How is NAEMD Mumbai

India: Bombay or Mumbai - what is correct now?

The resourceful traveler to India has of course leafed through his travel guide long ago and knows what's going on: a few years ago the Indian map was considerably rewritten. Calcutta, once the capital of British India, was from then on as "Kolkata" in the Atlas. Madras became “Chennai”, Bangalore became “Bangaluru”.

Bombay, the largest and busiest city in India, now bore the similar but three-letter name "Mumbai". Even after a few hours in the megalopolis, however, it should be clear to any half-awake tourist that something is wrong.

The majority of the locals still speak of Bombay today, Mumbai is much less common. How should one behave as a politically correct vacationer?

How Bombay became Mumbai

I recommend: healthy pragmatism and a look at the history book. The name of the city, once founded on seven islands, goes back to the Portuguese who, after opening up the sea route to India, established a branch here and called it “Bon Bahia” - one of many historical spellings for “beautiful bay”. What the linguistically painless English, who took over the then insignificant trading post in the middle of the 17th century, made "Bombay".

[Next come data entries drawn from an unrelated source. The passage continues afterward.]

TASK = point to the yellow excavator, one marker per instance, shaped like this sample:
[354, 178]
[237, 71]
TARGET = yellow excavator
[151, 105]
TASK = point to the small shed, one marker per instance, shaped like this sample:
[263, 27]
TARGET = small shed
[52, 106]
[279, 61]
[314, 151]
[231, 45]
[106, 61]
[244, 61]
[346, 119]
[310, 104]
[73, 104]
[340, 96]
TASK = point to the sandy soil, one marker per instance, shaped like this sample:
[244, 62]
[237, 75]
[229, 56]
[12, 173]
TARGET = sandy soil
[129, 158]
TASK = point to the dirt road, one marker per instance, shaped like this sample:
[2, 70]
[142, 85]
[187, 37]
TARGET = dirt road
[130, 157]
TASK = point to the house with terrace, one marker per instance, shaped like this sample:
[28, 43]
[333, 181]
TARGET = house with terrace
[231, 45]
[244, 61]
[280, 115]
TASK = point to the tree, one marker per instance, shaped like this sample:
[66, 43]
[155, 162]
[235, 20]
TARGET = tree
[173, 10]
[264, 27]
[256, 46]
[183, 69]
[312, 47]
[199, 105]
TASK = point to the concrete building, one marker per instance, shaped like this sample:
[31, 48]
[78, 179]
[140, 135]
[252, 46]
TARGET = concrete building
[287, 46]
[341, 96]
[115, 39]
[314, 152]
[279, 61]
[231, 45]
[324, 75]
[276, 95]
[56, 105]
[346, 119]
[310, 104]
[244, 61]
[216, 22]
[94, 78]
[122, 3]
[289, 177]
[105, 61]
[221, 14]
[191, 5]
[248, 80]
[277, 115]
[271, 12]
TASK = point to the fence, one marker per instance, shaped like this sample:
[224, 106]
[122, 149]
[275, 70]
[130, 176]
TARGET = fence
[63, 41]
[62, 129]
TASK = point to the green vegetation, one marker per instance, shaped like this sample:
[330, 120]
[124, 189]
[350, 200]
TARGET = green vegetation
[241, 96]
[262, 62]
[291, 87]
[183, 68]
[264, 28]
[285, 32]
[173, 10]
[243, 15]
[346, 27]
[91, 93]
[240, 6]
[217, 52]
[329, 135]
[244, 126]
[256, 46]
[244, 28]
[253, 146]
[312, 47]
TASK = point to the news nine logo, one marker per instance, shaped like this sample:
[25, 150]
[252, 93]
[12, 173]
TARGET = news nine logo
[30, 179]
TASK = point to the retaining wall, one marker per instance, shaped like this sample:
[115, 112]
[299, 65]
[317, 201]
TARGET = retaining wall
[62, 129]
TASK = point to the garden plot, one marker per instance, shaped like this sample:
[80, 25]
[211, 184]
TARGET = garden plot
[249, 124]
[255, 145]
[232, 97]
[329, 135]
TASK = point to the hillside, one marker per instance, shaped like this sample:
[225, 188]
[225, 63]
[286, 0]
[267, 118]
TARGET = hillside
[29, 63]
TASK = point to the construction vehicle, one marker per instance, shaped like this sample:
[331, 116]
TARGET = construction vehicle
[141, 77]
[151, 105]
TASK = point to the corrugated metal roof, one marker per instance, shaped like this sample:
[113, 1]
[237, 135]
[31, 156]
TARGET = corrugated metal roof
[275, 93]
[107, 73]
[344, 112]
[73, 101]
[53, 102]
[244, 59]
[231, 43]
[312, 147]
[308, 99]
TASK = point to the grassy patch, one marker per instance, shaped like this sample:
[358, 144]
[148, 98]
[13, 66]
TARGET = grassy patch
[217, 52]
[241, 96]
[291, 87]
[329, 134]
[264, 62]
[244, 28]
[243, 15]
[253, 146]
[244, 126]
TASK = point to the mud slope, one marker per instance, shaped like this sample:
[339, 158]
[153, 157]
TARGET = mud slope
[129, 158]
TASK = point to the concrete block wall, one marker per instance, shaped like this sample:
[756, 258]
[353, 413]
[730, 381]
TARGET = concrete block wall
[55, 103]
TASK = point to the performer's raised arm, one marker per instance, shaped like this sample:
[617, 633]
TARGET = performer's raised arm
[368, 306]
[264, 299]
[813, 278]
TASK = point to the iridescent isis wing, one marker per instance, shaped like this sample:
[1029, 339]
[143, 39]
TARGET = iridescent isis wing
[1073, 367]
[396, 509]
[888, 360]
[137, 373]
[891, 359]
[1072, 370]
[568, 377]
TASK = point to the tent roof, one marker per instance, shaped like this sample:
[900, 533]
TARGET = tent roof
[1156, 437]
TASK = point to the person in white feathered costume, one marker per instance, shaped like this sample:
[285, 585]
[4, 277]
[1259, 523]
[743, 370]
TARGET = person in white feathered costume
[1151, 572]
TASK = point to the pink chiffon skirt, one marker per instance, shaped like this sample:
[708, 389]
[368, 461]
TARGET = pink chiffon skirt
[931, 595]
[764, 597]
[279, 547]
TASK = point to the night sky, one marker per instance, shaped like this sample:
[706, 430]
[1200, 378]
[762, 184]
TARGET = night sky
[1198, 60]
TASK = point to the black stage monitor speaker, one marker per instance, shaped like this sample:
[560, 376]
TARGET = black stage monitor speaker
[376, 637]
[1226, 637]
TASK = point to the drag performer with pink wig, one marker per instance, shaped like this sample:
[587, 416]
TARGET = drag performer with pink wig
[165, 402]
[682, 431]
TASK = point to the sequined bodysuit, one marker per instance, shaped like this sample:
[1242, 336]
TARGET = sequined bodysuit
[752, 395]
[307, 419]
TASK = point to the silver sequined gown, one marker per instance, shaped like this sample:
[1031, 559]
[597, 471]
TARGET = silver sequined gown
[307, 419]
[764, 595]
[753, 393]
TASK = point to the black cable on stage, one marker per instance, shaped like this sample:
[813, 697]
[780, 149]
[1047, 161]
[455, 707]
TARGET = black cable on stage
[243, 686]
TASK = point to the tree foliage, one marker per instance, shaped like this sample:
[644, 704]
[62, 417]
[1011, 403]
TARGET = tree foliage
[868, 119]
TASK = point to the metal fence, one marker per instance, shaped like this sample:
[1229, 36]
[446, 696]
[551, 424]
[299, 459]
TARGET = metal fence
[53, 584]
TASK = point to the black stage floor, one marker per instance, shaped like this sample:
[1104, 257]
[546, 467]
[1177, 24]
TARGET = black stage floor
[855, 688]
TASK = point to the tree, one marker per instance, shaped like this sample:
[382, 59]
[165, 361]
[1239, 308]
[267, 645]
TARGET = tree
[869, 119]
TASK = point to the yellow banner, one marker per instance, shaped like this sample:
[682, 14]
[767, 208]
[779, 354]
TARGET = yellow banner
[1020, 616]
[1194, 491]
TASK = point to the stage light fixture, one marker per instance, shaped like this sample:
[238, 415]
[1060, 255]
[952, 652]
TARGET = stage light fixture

Over the centuries, the port branch grew into a cosmopolitan city under this name, until five decades after India's independence Shiv Sena stepped on the scene, a nationalist party that formed the government in the state of Maharashtra in the 1990s and is still actively involved today.

The name “Bombay” is colonial stale, a new one is needed, the party said indignantly, which sees itself as a collecting basin for the Marathas, who have historical roots in this region and who made life difficult for the Mughals. Shiv Sena reached into the bag of tricks for the renaming - and suggested a combination of the goddess Mumbadevi, "Mumba" for short, and "Aai", Marathi for "mother". "Mumbai" was born.

In Mumbai one can manage, in Bombay one lives

How do you deal with the double name in practice? First: Whoever writes uses the term “Mumbai”, whoever speaks says “Bombay”. Rule number two is so lovely that it has to be translated into the English words of Fiona Caulfield, who wrote the charming travel guide “Love Mumbai” on paper last October: “A business executive might convene a meeting in Mumbai, but she will summon a lover only to Bombay. "

In Mumbai you can do it, in Bombay you live, play and love. This is reflected to this day in the "Times of India", the largest English-language daily newspaper in the country. It appears in “Mumbai”, but its popular gossip about Bollywood stars and asterisks is still called “Bombay Times” to this day.

Anyone who deals with authorities and government representatives should always say "Mumbai" and use the official name on letters, courier deliveries and business cards - regardless of the fact that the city's international airport, named after the Marathon King Chhatrapati Shivaji, continues to use the abbreviation "BOM" carries.

As an aside, it should be mentioned that the 20 million inhabitants of the city call themselves “Mumbaikar”. Or also "Bombayite". Or "Mumbaiwalla". To ask?